Stock Scanner profile picture
Thanks all for your comments.

I believe that given all the advance warning, healthcare workers will take ample protective measures to ensure they do not get infected. Sure, there will still be some who will. Most people affected have not required long hospital stays. I don't believe insurers will push hospitals into insolvency. (And however bad it may sound, if competing hospitals go bust, that's good for HCA).
While Covid-19 looks like an opportunity for healthcare stocks it is also the biggest risk they have faced in decades. If the US experiences patient numbers similar to China hospitals will be overwhelmed with patients, healthcare workers will fall ill resulting in staffing and quality issues. If patients require long stays and intensive care insurance companies will balk at paying for all of it or stretch reimbursement over such a long period that hospitals will experience severe liquidity issues.
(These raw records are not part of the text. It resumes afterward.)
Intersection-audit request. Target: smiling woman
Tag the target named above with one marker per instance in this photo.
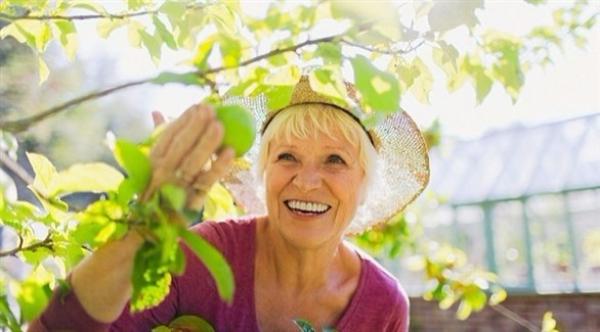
(316, 161)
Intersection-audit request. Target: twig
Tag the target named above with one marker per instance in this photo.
(20, 125)
(383, 51)
(515, 317)
(88, 16)
(46, 243)
(74, 17)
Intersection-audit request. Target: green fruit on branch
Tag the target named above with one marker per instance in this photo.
(240, 129)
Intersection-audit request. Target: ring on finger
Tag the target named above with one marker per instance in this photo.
(182, 176)
(199, 189)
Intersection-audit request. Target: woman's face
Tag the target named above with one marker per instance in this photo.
(313, 188)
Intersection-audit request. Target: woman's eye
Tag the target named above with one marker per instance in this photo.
(286, 156)
(335, 159)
The largest healthcare providers may be able to weather the storm, many hospitals will be pushed into insolvency even as they have the highest billings they have ever experienced.
If the virus overtakes the ability of hospitals to provide services and health workers become infected, the virus will have a negative impact on hospital's margins. And as you point out the impact of stress on margins, could be magnified because of their debt.
gbussey profile picture
Funny, that was my plan. I worked for them about 7 years ago and they are very well run.